The product roadmap had three AI features dated for a Q2 release. The clinical advisory board had questions none of them could answer: How do we know when the model is wrong? How often is that? Who gets called when a summary misrepresents a trial protocol?

Engineering had a working prototype. Nobody had a clear answer to the clinical team’s questions.

What we did
  1. Recommended pausing all three features until the team could measure them.
  2. Designed and built an evaluation harness: a set of 1,400 historical oncology cases, annotated by two independent clinicians, scored along five clinically meaningful axes.

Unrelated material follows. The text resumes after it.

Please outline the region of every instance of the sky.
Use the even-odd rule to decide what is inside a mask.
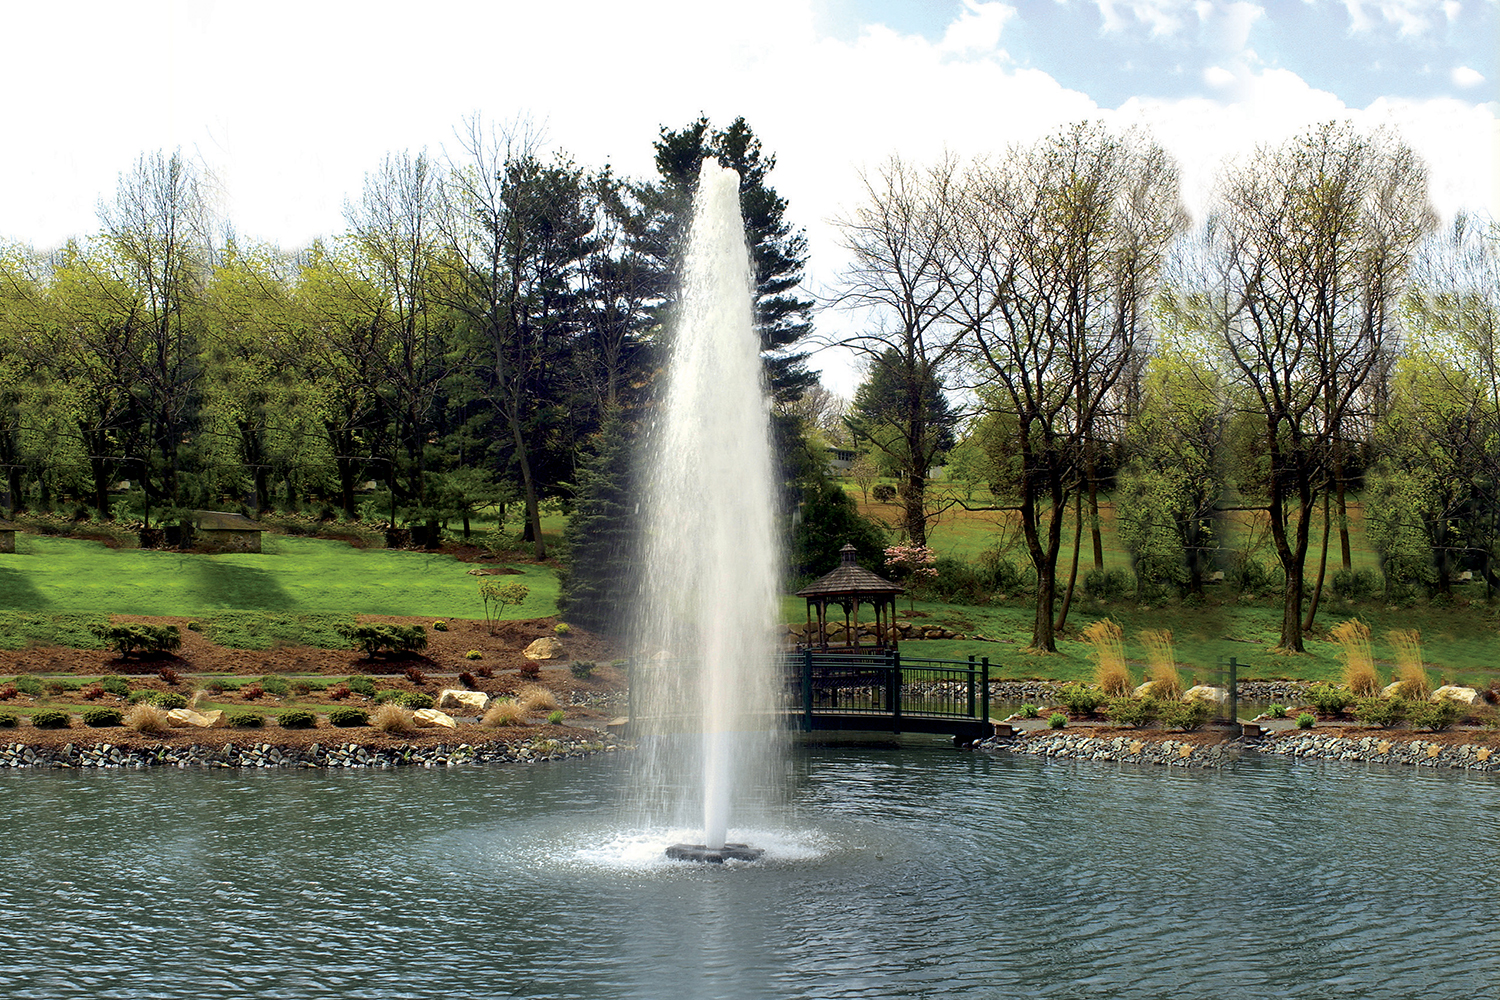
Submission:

  3. Ran each proposed feature against the harness. Two failed a minimum-acceptable threshold the clinical director was willing to sign. One passed after a redesign of the prompt and retrieval stack.
  4. Wrote the team’s first internal standard for “What counts as ready to ship a model-assisted feature in a clinical product.”
Outcome
  • One feature shipped to production in Q3 — three months later than the original plan, with a clinical sign-off neither the CTO nor the Chief Medical Officer had before.
  • Two features were cut, permanently. Both were replaced with simpler deterministic tooling that cost the company nothing to maintain.
  • Eval harness is now the default gate for any new model-touching feature. Retainer converted to ongoing advisory.